Downloading lots of images from a website can be quite time-consuming.
Right-click, Save Image As…, repeat ad nauseam.
In these cases, web scraping is the solution to your problem. In this tutorial, we will go over how to extract the URL for every image on a webpage using a web scraper.
We will also go over how to use this extracted list to quickly download all the images to your computer.
ParseHub and Web Scraping
In order to complete this simple task, you’ll need a web scraper that can collect the URLs in question. ParseHub is a free and incredibly powerful web scraper, the perfect candidate for this task.
Make sure to download and install ParseHub before getting started.
Scraping Image URLs
For this example, we will assume that we are interested in downloading every image for the first 5 pages of results on Amazon.ca for “wireless earbuds”. This information could potentially be incredibly valuable for competitor analysis.
- After downloading ParseHub, make sure you have it up and running on your computer.
- Get the specific URL of the page we will be scraping.
Creating a Project
- In ParseHub, click on “New Project” and enter the URL from the Amazon website that we will be scraping.
- The webpage will now render in ParseHub and you will be able to choose the images you want to scrape.
Select Images to Scrape
- Begin by selecting the first image from the search results. It will then turn green, meaning it has been selected to be scraped.
- The rest of the images in the search results page will then turn yellow. Click on the second image to select all the images in the page. They will all turn green, which means they have been selected to be extracted.
- Since these images also act as links to the product pages, ParseHub is extracting both the image URL and the link it is pointing to (product page). As a result, we will delete the URL selection from the left sidebar and only keep the image selection.
- Now ParseHub will scrape every image URL for the first page of results.
Now we need to tell ParseHub to extract this same information but for the next 5 pages of search results.

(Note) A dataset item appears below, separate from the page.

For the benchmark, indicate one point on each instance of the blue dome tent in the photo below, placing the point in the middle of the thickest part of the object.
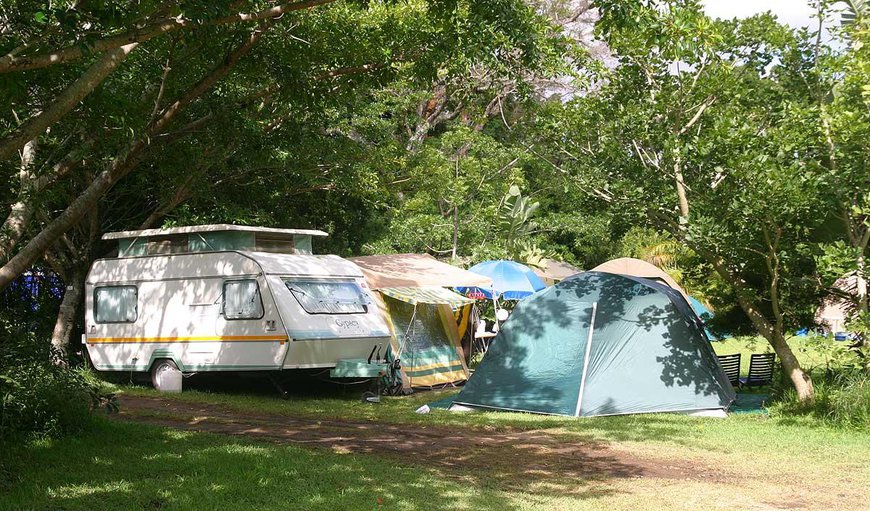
(601, 344)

- Click on the PLUS(+) sign next to the page selection and use the select command.
- Then click on the “Next” button and the bottom of the search results page.
- By default, ParseHub will extract the link from the Next button. So we will click on the icon next to the “Next” selection and remove the two items under it.
- We’ll then use the PLUS(+) sign next to the “next” selection and use the “click” command.
- A window will pop up asking if this is a Next Page link. Click “Yes” and enter the number of times you’d like this cycle to repeat. For this example, we will do it 5 times.
Scrape and Export Data
Now comes the fun part, we will let ParseHub run and extract the list of URLs for every image we have selected.
- Click on the “Get Data” button on the left sidebar.
- Here you can select when to run your scrape. Although we always advise testing your scrape runs before running a full scrape, we’ll just run the scrape right now for this example.
- Now ParseHub will scrape the image URL’s you’ve selected. You can either wait on this screen or leave ParseHub, you will be notified once your scrape is complete. This process took less than 1 minute in this case.
- Once your data is ready to download, click on the CSV/Excel button. Now you can save and rename your file.
Download Images to your Device
Now that we have a list of all the URLs for every image, we will go ahead and download them to our device with one simple tool.
For this, we will use the Tab Save chrome extension.
Once installed on your browser, open the extension by clicking on its icon. This will open up the extension, then click on the edit button at the bottom left to enter the URLs we just extracted.
When you click on the download icon at the bottom right of the extension windows, all images will automatically be downloaded to your device. This might take a couple of seconds depending on how many images you are downloading.
Following every step on this guide, you will end up with a folder of all the images you needed to download. In this case, we downloaded over 330 images from Amazon in less than 5 minutes.
Now, if you’ll excuse me, I’ve got to go and delete all these images from my hard drive.